Getting an early jump on pursuing your dreams is important, and it would be hard to jump earlier than did Colin Linden at his destiny in blues and roots music.

“As a little kid I grew up in White Plains, NY and we were right around a lot of things that were going on,” Linden says in the new episode of The String. “One day I saw an advertisement at Sam Ash music for a concert. August 23, 1968 with the Jimi Hendrix Experience, The Chambers Brothers, The Soft Machine and special guest Big Brother and the Holding Company. So me and my Mom and my two brothers went to see Jimi Hendrix. I was eight.”

Then when he was eleven years old, by which time his single mother and his brothers had moved to Toronto, he went to a matinee show featuring Howlin’ Wolf, one of the most intimidating figures to ever play blues music. Colin arrived extra early to get a seat in the all-ages balcony, early enough to see Wolf finishing lunch down below.
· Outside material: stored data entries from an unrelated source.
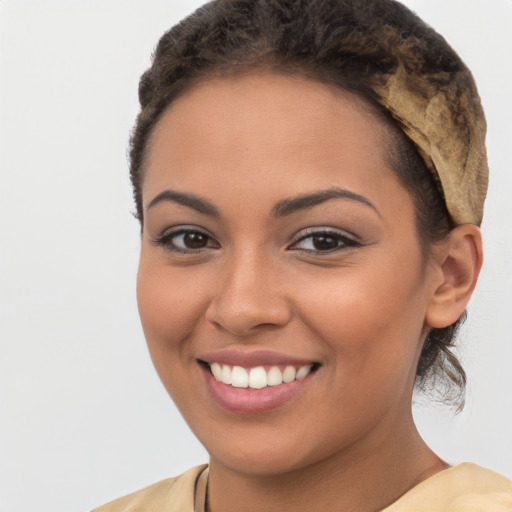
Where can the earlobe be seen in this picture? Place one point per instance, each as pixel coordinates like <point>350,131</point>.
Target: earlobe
<point>459,260</point>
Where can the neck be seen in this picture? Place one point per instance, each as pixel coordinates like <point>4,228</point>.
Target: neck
<point>369,475</point>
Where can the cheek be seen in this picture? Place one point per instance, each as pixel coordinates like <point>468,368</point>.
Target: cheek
<point>170,304</point>
<point>371,321</point>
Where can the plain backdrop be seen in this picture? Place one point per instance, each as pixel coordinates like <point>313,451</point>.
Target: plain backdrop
<point>83,417</point>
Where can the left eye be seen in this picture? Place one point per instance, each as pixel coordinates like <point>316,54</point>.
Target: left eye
<point>186,240</point>
<point>323,242</point>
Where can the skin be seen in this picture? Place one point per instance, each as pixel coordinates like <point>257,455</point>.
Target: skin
<point>361,311</point>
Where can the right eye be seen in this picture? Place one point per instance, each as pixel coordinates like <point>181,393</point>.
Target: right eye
<point>186,241</point>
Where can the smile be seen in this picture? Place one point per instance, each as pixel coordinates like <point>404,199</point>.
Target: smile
<point>258,377</point>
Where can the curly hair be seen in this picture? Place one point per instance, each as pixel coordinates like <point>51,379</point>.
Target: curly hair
<point>351,44</point>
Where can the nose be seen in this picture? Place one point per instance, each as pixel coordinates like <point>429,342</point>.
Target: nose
<point>249,296</point>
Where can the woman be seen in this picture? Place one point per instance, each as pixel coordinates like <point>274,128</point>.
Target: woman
<point>309,178</point>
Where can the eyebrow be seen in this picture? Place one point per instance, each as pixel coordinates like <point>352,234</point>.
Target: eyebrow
<point>280,209</point>
<point>289,206</point>
<point>199,204</point>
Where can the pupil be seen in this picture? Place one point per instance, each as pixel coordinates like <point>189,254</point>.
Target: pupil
<point>195,240</point>
<point>324,243</point>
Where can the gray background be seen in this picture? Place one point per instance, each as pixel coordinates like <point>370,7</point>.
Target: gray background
<point>83,417</point>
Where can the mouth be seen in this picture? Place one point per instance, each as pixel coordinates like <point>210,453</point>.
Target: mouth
<point>258,377</point>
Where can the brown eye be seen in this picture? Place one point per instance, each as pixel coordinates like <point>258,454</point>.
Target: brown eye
<point>195,240</point>
<point>186,241</point>
<point>324,242</point>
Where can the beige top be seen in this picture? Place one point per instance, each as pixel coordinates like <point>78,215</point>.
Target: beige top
<point>463,488</point>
“I darted through the balcony and went down the stairs and I introduced myself. I just felt drawn to meet him. Because I was so fascinated with him after I first heard his music. And he was wonderful to me. I said “Mr. Wolf, I’m only eleven and they won’t let me downstairs but would you come upstairs and talk to me. And he came up the stairs and we spent the afternoon talking.”

Credit colinlinden.com
Teenaged Colin Linden made an album in the late 70s with Sam Chatmon, member of the pre-war Mississippi Sheiks.

With some vital music and career advice under his belt, it wasn’t long before Linden made a sweeping pilgrimage around the Deep South, befriending some of the greats of the rural, pre-War blues. Soon, he was recording with some of them, writing songs, making relationships and touring, and he never had any other life in mind.

Today he’s 58 years old and a long-time Nashvillian, known to everyone in roots music as an all-around brilliant guitarist, songwriter and producer. He’s been a musical partner since the early 90s of Canadian folk rock hero Bruce Cockburn. He’s recently finished a six-year stint as one of the music directors on the TV series Nashville. And he’s just released a new album in collaboration with Luther Dickinson, a collection of timeless love songs called Amour.

In a career-spanning interview, Linden talks about the mentorship of older blues artists:

“I think with a lot of them, they didn’t have throngs of people that interested in what they were doing. And I think it meant something to them. I felt like they had given me a mission. I felt like Wolf really gave me a mission.”

And working on Nashville:

“Pretty early in the show they asked me to basically teach the cast members who were playing parts and to supervise all the (live) music scenes. When it became a live (touring) show, I became the musical director for the live work and did that until the season finished. So it was a huge part of my life.”

And the vision behind the new album Amour:

“I get ideas a lot for projects that are thematic and I had an idea there was a commonality between a certain type of love song – songs I remember listening to my whole life, where the melody has a kind of a melancholy. And that body of songs traversed different styles, but most of them were around when I was a kid. And I said “Careless Love” is sort of the id of the record, because it can be a jazz song, a blues song, a folk song. There’s a sentimentality in the melodies, where you could play the songs without even singing them and you kind of get the feeling. And Luther (Dickinson) said ‘that’s a great idea.’”

The hour is rounded out with a visit with Cousin Bob Clement, now the proprietor of Cowboy Jack Clement’s former home and personal recording studio.